No screens/phones in the bedroom at night. Nearly a third of teens sleep with their phones in their bed and 74% of adults have their phones within reach of their bed at night. This is having a knock-on effect of teens and adults alike having a feeling of phone addiction and for teens, many of them are having disruptive sleep patterns or a lack of sleep in general as they stay up on social media until the wee hours.

To prevent us falling into this trap, we have a blanket rule for everyone, the phones get put into the charging station (we have this one) at night which also has the plus effect of our phones always being charged in case of an earthquake and having to leave the house in an emergency.

And I know someone out there will be saying ‘but I use my phone as an alarm clock’! Time to go old skool and get a real alarm clock. You probably still have one in the back of the nightstand, just pop some new batteries in it! 🙂

Have offline hobbies. We all have hobbies that don’t involve the screen, my son goes bouldering 2 or 3 times a week, both he and my husband do aikido. I sew, draw, paint, and like photography and we are all big readers. Some of these hobbies we do separate to the family, some we do together.

Have non-screen time activities available. We all have those days when we need to get some work done and passing the kids the screen feels like the easiest way out. But if your kids are playing up due to too much screen or you just want to reduce the time they are on it, try out these screen-free ideas…

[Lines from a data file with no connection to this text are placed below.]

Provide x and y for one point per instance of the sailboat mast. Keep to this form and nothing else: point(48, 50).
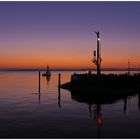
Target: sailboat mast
point(98, 54)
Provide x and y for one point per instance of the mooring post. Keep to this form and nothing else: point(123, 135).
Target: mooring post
point(39, 84)
point(59, 79)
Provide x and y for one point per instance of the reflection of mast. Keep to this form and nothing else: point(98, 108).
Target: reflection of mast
point(97, 60)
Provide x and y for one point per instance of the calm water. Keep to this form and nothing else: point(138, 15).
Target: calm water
point(52, 114)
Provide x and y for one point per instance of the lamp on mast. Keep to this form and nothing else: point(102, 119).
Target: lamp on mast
point(97, 59)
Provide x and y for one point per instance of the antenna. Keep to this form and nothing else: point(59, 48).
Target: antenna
point(97, 58)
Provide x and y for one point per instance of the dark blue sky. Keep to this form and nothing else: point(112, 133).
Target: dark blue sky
point(57, 26)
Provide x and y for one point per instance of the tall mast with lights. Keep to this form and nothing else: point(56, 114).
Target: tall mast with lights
point(97, 58)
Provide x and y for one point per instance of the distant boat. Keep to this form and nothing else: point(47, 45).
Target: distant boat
point(47, 73)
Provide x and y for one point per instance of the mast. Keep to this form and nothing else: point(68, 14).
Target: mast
point(97, 59)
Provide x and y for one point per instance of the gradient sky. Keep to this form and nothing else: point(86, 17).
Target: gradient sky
point(61, 34)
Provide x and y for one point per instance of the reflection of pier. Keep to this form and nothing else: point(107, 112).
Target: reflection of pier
point(95, 100)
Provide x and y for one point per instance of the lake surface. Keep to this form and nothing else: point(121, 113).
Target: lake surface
point(24, 113)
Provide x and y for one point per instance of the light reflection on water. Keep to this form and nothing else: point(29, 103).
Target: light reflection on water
point(26, 114)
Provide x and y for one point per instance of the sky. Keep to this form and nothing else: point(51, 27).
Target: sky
point(62, 34)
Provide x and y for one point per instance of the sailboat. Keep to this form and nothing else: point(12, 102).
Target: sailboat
point(47, 73)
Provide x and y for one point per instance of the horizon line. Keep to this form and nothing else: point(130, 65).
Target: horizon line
point(68, 69)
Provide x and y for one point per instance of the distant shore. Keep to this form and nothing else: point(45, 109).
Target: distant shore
point(68, 69)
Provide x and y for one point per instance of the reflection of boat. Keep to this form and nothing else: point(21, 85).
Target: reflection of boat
point(47, 73)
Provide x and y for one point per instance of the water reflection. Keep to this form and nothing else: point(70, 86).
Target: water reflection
point(95, 101)
point(59, 98)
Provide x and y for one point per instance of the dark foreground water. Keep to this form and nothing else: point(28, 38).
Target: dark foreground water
point(55, 114)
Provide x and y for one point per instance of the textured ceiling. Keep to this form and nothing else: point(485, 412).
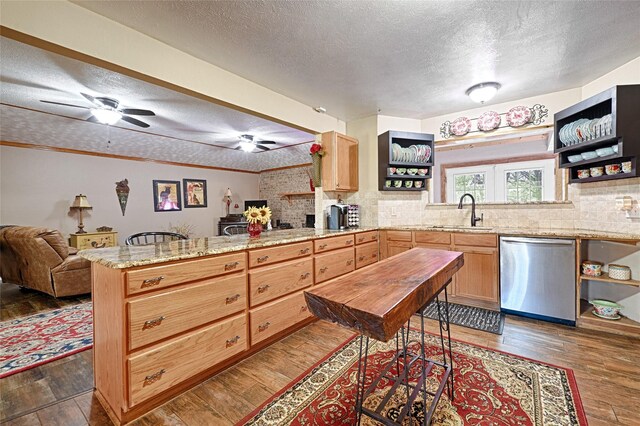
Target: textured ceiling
point(185, 129)
point(405, 58)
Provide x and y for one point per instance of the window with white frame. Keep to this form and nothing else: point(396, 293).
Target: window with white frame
point(521, 182)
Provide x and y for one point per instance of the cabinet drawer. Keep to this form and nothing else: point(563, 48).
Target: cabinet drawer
point(365, 237)
point(156, 277)
point(433, 237)
point(366, 254)
point(275, 317)
point(477, 240)
point(399, 235)
point(262, 257)
point(159, 369)
point(277, 280)
point(336, 263)
point(326, 244)
point(171, 312)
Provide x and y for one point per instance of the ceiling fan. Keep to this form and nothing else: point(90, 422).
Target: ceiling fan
point(106, 111)
point(248, 144)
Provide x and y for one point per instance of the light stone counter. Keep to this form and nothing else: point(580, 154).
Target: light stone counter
point(130, 256)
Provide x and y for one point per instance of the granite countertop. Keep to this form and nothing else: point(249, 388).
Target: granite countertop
point(130, 256)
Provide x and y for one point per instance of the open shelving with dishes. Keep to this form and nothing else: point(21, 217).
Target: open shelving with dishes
point(405, 159)
point(599, 138)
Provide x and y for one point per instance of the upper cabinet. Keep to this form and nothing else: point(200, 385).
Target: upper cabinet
point(599, 138)
point(340, 163)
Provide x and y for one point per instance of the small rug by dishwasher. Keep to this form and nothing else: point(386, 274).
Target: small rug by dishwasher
point(37, 339)
point(491, 388)
point(470, 316)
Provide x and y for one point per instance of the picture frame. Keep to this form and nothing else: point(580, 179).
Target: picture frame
point(195, 193)
point(166, 196)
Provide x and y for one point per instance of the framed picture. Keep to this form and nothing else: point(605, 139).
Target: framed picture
point(166, 196)
point(195, 193)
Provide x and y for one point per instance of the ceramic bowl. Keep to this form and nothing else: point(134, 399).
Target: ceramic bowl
point(606, 308)
point(591, 268)
point(612, 169)
point(596, 171)
point(603, 152)
point(619, 272)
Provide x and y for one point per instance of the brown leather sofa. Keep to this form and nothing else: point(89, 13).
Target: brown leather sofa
point(40, 259)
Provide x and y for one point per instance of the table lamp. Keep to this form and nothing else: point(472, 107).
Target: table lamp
point(80, 203)
point(227, 199)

Teen boy doing rock climbing

To Wrap Up

To limit kids’ screen time, introduce the idea of Create More Than Consume to the family, you might want to get your partner on board before tackling the kids.

Between you come up with the rules, what do you consider to be “create vs consume”? This can make for a great open discussion. Let kids say their piece and put forward the argument that a certain activity should be in a certain bucket.

Set some rules in place about where and when you can and can’t have screen time.

Stay consistent and let the kids pull you up if you are breaking the rules in the same way you would pull them up.

At the same time each day – meal times work well if you all eat together. Ask whether each person has created or consumed more that day.